Performance takes humorous approach to daily struggles

By: Karla Durango

“So My Grandmother Died, Blah Blah Blah,” which opened Friday at the Light Box Theatre at Goldman Warehouse, is a refreshing, yet complex and fast-paced comedy. The play’s plot centers around the emotional journey of the not-so-successful comedy writer, Polly Chekhov (Melissa Almaguer), as she confronts details of her career, past relationships and her relationship with her family. More specifically, the protagonist battles writer’s block while writing the “perfect” eulogy for her grandmother.
Written and directed by Paul Tei, director of “Burn Notice” and Miami’s Mad Cat Theatre Company founder and artistic director, the play offers a special theatrical experience: The audience is situated just inches away and is at the same level as the performers. Thus, the audience is transported into Polly’s world and feels like it plays its own role.
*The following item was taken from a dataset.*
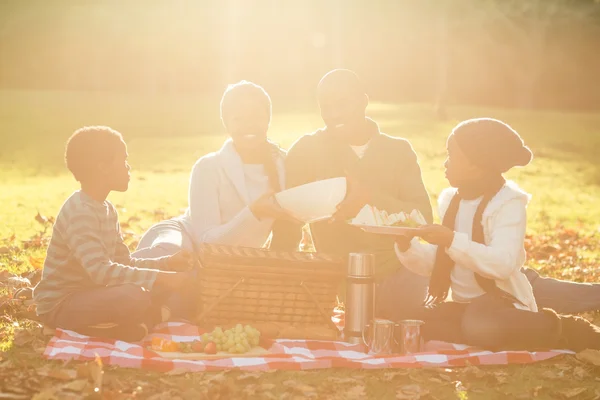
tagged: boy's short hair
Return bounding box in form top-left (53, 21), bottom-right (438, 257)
top-left (65, 126), bottom-right (125, 182)
top-left (221, 80), bottom-right (272, 123)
As the only writer in the family, Polly is given the task of writing her grandmother’s eulogy. While she procrastinates, Polly takes her audience through a trippy, yet enlightening journey in which her own personal Greek chorus transforms into different personalities and charges the audience with a great deal of information from a wide mix of subjects.
The play makes several allusions to various people and their work, including Ezra Pound, Billy Joel, Glee, Facebook and the Miami Heat. Though the amount of information in the plot can be overwhelming at times, the actors do a great job of making the plot as clear as possible for the audience.
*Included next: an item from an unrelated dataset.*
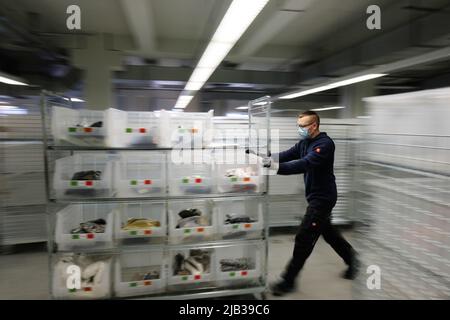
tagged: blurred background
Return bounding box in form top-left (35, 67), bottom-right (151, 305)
top-left (0, 0), bottom-right (450, 299)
“So My Grandmother Died” contains a wonderful cast. Each of the performances are incredibly dynamic and truthful. All the actors demonstrate a great use of language and mastery of their craft. In particular, the chorus of deconstructionists (Anne Chamberlain, Ricky Waugh and Troy Davidson) shows an impressive range of versatility. They sing, dance, taunt, inspire and morph into different personalities, while making you laugh non-stop.
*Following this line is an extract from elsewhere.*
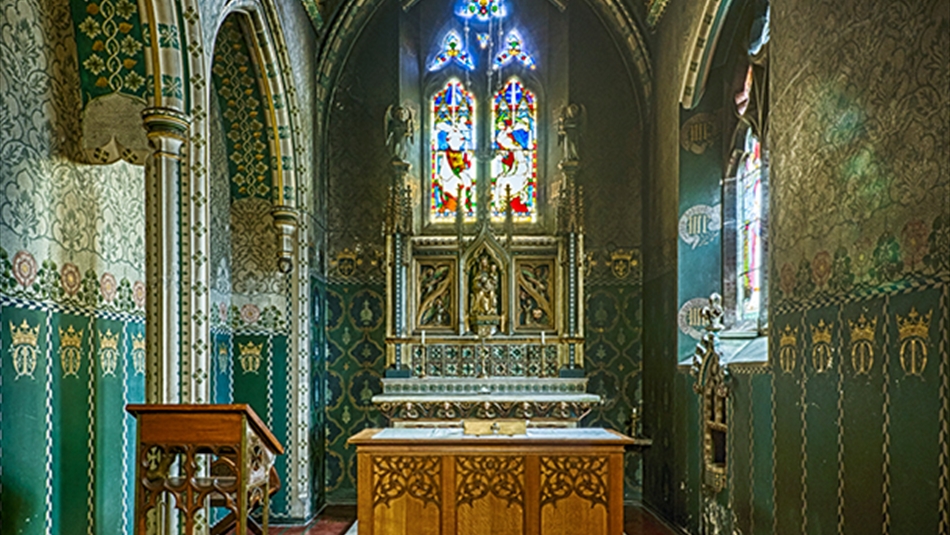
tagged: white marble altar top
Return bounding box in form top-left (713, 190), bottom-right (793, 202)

Most of the action takes place in Polly’s parents’ house, and the set and light design brilliantly evoke the feeling of comfort and warmth that one generally associates with home.
If you seek some humor, and yearn to be moved by a young girl’s realistic struggles, this may be the play for you.

WHAT: “So My Grandmother Died, Blah, Blah, Blah”
WHERE: Light Box Theatre at Goldman Warehouse; 404 NW 26th St.